Gene. 1997 Oct 15;199(1-2):25-30. doi: 10.1016/s0378-1119(97)00306-5.
The introduction of cloned DNA into mammalian cells allows functional testing of genes contained on the fragments. In many cases, the exogenous DNA introduced into mammalian cells requires selectable genes that mark the presence of input DNA. Two new vectors, carrying mammalian selectable markers encoding for either neomycin-resistance (neo) or histidinol-resistance (hol), have been constructed for targeted integration to specific single-copy sites within yeast artificial chromosome (YAC) insert DNA. The integration cassettes comprise a single selectable yeast gene adjacent to a mammalian selectable gene, either LEU2 with neo or HIS3 with hol. Modification of the YAC occurs in yeast by transfection with linear DNA containing YAC-specific, unique, recombinogenic ends, thereby ensuring co-integration of the markers. Analysis of modified YACs confirms that both vectors correctly integrate into the targeted unique sites. The precise localization of selectable marker genes in the cloned DNA ensures the integrity of the genomic fragments during functional testing. Placement of mammalian selectable markers within the YAC insert DNA should allow for YAC-based gene targeting experiments in a variety of mammalian cell lines.
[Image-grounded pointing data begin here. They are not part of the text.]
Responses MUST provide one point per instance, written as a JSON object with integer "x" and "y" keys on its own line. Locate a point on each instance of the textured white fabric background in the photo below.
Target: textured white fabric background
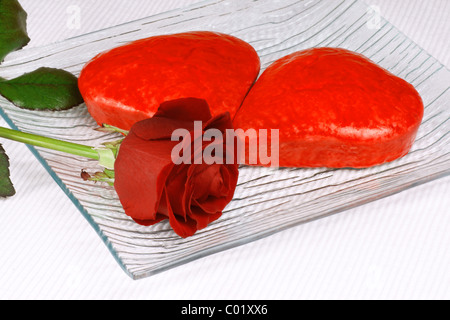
{"x": 395, "y": 248}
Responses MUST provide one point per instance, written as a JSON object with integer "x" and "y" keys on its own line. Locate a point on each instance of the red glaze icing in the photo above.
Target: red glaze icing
{"x": 128, "y": 83}
{"x": 334, "y": 108}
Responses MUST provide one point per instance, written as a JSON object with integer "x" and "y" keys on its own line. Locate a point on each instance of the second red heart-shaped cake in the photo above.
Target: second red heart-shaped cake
{"x": 333, "y": 108}
{"x": 129, "y": 83}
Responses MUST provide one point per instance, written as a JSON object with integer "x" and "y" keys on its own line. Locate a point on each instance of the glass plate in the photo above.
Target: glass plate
{"x": 266, "y": 200}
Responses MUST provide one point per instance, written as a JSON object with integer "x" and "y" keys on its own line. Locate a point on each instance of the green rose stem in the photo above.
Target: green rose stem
{"x": 105, "y": 156}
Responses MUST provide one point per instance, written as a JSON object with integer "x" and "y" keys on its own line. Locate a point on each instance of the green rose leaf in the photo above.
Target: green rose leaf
{"x": 43, "y": 89}
{"x": 6, "y": 186}
{"x": 13, "y": 30}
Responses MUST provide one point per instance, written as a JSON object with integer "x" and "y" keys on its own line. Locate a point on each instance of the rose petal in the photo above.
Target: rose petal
{"x": 142, "y": 168}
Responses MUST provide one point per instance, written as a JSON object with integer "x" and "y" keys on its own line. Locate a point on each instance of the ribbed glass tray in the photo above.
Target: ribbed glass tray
{"x": 267, "y": 200}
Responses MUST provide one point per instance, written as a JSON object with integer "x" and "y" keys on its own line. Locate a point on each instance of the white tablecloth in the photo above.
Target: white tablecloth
{"x": 395, "y": 248}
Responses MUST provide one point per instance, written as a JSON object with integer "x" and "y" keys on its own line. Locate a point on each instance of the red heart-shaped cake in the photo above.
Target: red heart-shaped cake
{"x": 333, "y": 108}
{"x": 128, "y": 83}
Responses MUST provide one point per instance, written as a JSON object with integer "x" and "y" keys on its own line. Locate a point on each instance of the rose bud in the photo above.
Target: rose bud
{"x": 152, "y": 188}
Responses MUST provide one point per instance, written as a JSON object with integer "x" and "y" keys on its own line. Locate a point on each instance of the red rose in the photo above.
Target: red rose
{"x": 152, "y": 188}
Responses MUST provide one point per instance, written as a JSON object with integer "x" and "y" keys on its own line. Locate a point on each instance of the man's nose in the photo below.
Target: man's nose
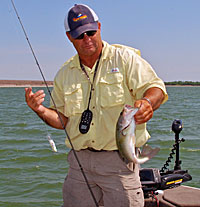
{"x": 86, "y": 37}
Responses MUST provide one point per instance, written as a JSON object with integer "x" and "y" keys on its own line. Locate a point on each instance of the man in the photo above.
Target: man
{"x": 98, "y": 82}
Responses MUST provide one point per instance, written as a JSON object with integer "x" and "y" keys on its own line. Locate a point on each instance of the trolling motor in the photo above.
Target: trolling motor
{"x": 153, "y": 179}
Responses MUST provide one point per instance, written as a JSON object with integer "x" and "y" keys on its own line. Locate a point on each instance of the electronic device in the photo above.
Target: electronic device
{"x": 85, "y": 122}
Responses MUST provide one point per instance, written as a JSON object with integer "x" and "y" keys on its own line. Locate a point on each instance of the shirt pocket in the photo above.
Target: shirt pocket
{"x": 111, "y": 89}
{"x": 73, "y": 96}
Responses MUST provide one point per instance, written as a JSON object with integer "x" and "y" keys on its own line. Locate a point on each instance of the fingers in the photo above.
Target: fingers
{"x": 145, "y": 112}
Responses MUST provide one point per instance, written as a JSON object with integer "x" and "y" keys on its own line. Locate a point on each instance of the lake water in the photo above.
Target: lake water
{"x": 31, "y": 175}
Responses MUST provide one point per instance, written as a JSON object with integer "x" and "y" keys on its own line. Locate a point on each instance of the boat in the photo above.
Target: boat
{"x": 163, "y": 188}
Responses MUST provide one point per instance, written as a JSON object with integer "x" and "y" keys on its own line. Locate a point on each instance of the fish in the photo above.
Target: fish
{"x": 126, "y": 139}
{"x": 52, "y": 143}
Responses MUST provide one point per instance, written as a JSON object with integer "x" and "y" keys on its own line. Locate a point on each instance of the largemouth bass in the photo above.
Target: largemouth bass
{"x": 125, "y": 138}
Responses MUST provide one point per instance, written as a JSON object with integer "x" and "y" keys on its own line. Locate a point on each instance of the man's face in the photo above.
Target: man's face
{"x": 88, "y": 45}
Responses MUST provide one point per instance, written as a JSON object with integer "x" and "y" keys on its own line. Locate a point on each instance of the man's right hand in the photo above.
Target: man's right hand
{"x": 35, "y": 100}
{"x": 50, "y": 116}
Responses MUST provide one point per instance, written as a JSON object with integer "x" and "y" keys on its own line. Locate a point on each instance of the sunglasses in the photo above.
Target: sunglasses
{"x": 88, "y": 33}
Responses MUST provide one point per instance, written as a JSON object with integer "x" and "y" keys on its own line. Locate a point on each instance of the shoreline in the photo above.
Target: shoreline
{"x": 24, "y": 83}
{"x": 36, "y": 83}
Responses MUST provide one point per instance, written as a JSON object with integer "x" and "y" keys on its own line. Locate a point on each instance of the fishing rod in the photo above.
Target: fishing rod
{"x": 59, "y": 116}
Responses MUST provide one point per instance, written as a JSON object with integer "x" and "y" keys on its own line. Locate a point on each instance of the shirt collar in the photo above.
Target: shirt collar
{"x": 74, "y": 62}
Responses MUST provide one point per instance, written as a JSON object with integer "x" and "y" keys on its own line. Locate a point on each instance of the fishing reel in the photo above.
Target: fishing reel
{"x": 153, "y": 179}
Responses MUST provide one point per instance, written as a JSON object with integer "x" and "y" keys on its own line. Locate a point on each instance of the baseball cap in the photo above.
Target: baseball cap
{"x": 80, "y": 19}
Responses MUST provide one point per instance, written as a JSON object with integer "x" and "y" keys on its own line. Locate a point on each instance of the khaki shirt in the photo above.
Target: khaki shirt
{"x": 122, "y": 77}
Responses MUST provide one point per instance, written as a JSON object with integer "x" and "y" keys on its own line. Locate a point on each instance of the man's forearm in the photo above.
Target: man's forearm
{"x": 51, "y": 117}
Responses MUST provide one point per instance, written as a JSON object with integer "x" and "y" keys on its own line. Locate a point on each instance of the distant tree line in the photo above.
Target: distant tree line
{"x": 191, "y": 83}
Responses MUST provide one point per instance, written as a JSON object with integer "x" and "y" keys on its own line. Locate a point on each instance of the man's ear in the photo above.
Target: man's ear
{"x": 99, "y": 25}
{"x": 69, "y": 36}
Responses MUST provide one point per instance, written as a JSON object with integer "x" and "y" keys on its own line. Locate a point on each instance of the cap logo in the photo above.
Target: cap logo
{"x": 80, "y": 17}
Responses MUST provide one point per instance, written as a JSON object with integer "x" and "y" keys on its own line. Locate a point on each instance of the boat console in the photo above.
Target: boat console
{"x": 153, "y": 179}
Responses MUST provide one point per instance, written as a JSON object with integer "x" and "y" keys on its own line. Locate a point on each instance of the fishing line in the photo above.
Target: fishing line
{"x": 59, "y": 116}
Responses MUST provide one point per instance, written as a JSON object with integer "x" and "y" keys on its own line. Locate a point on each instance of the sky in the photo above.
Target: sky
{"x": 166, "y": 32}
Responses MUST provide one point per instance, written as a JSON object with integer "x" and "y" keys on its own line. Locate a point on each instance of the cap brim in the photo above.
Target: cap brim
{"x": 84, "y": 28}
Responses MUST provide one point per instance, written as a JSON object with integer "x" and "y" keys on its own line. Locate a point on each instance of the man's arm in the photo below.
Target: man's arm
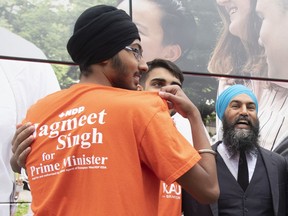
{"x": 22, "y": 140}
{"x": 201, "y": 180}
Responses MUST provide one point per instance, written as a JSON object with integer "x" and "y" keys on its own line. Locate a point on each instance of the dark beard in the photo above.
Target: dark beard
{"x": 240, "y": 139}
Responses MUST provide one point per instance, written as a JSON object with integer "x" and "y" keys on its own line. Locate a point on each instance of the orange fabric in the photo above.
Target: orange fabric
{"x": 170, "y": 198}
{"x": 101, "y": 151}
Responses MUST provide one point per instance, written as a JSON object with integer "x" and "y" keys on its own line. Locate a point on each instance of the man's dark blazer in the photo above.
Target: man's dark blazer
{"x": 277, "y": 170}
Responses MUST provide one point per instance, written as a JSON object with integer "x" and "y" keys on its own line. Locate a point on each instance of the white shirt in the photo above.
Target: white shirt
{"x": 184, "y": 127}
{"x": 232, "y": 161}
{"x": 21, "y": 85}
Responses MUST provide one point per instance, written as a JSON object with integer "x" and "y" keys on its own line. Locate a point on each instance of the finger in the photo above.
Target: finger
{"x": 22, "y": 133}
{"x": 26, "y": 143}
{"x": 21, "y": 161}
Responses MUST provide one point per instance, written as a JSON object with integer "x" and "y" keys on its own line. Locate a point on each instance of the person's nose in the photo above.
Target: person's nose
{"x": 143, "y": 67}
{"x": 244, "y": 110}
{"x": 222, "y": 2}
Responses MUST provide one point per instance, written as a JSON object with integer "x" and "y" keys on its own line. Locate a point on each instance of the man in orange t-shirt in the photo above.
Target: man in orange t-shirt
{"x": 97, "y": 151}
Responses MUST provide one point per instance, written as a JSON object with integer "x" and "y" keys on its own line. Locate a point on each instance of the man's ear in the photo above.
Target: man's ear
{"x": 140, "y": 88}
{"x": 172, "y": 52}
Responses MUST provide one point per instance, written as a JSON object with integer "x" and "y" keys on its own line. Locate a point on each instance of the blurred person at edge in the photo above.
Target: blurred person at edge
{"x": 22, "y": 84}
{"x": 162, "y": 73}
{"x": 273, "y": 106}
{"x": 134, "y": 165}
{"x": 265, "y": 191}
{"x": 238, "y": 53}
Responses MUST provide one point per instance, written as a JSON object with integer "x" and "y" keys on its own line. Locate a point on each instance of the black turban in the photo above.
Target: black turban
{"x": 100, "y": 33}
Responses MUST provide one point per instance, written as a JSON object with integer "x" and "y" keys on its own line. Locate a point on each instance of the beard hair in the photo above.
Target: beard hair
{"x": 240, "y": 139}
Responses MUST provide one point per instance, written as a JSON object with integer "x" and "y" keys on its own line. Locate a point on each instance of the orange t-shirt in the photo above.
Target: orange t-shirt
{"x": 101, "y": 151}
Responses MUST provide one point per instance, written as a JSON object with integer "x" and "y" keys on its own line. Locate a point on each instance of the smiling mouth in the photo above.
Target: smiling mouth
{"x": 232, "y": 11}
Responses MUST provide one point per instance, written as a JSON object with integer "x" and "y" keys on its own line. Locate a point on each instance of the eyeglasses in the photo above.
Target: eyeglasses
{"x": 137, "y": 52}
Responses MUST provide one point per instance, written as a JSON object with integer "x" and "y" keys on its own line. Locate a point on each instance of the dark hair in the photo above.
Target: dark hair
{"x": 233, "y": 56}
{"x": 162, "y": 63}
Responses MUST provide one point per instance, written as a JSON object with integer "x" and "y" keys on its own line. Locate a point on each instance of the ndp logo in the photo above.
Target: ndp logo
{"x": 72, "y": 112}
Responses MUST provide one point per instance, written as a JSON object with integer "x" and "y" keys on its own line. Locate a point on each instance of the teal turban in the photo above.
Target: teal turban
{"x": 228, "y": 94}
将克隆的DNA导入哺乳动物细胞可对片段中所含基因进行功能测试。在许多情况下,导入哺乳动物细胞的外源DNA需要可选择基因来标记输入DNA的存在。已构建了两种新载体,它们携带编码新霉素抗性(neo)或组氨醇抗性(hol)的哺乳动物选择标记,用于靶向整合到酵母人工染色体(YAC)插入DNA内的特定单拷贝位点。整合盒包含一个与哺乳动物选择基因相邻的单一可选择酵母基因,即与neo相邻的LEU2或与hol相邻的HIS3。通过用含有YAC特异性、独特、重组性末端的线性DNA转染,在酵母中对YAC进行修饰,从而确保标记的共整合。对修饰后的YAC的分析证实,两种载体都正确整合到了靶向的特定位点。可选择标记基因在克隆DNA中的精确定位确保了功能测试期间基因组片段的完整性。在YAC插入DNA中放置哺乳动物选择标记应允许在多种哺乳动物细胞系中进行基于YAC的基因靶向实验。